A book by Edward Steers entitled “Lincoln Legends: Myths, Hoaxes, and Confabulations Associated with our Greatest President,” revealed that the said quote was a common erroneous reference to Lincoln. This was due to the use of a leaflet printed in the 1940s that erroneously switched the attribution from Boetcker to Lincoln.

Since then, many have thought that the “Ten Cannots” were from Lincoln, so Duterte’s was not the first misattribution. 

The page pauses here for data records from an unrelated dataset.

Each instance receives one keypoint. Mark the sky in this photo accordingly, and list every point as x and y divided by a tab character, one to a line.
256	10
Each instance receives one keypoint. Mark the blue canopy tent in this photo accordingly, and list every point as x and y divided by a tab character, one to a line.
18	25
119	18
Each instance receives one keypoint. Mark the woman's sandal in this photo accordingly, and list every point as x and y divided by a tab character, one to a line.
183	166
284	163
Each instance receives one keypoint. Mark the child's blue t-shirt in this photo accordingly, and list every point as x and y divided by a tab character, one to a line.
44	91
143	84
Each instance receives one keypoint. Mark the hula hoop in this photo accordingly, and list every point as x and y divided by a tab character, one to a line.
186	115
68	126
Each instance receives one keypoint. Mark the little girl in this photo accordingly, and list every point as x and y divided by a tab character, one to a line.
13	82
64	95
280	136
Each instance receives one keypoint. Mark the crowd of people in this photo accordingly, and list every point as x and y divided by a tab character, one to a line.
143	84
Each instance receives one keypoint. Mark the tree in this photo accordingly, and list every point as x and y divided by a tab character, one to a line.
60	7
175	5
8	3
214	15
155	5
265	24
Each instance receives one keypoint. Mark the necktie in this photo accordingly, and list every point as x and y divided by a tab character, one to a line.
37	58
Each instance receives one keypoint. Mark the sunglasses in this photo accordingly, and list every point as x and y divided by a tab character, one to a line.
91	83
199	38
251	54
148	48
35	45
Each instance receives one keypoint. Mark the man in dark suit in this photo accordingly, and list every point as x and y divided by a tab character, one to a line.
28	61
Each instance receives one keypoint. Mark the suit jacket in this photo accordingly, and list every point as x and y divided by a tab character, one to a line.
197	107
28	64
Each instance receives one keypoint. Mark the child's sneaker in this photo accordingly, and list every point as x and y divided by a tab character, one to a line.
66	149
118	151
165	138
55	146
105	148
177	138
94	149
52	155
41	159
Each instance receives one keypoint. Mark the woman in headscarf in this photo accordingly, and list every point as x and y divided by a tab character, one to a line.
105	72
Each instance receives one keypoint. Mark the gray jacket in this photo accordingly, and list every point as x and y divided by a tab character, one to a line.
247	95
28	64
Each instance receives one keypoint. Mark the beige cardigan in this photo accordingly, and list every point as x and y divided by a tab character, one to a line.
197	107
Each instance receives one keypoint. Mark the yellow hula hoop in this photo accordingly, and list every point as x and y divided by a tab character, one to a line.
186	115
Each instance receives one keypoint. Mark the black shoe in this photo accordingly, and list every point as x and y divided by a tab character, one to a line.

In addition, Duterte only used half of the “Ten Cannots” in his speech. The rest are as follows: “You cannot establish sound security on borrowed money. You cannot keep out of trouble by spending more than you earn. You cannot build character and courage by destroying men's initiative and independence. And you cannot help men permanently by doing for them what they can and should do for themselves.”

3. A Roman statesman, apparently

The last quote that Duterte used in his inaugural speech – and one whose source is difficult to find: “I have no friends to serve, I have no enemies to harm.” 

This part of his speech stressed that Duterte has no personal interests to protect other than those of the Filipino people, and one that he said has been his “article of faith.”

But the quote doesn’t seem to appear anywhere. However, it is closer in meaning to an epitaph of Lucius Cornelius Sulla Felix, a general from ancient Rome. 

Sulla’s epitaph reads: “No friend ever served me, and no enemy ever wronged me, whom I have not repaid in full.” 

This particular quote seems to be a favorite of Duterte as he had already used it in a previous speech, particularly the Senate hearing on rice smuggling in 2014 when he described his norm of conduct as a public servant.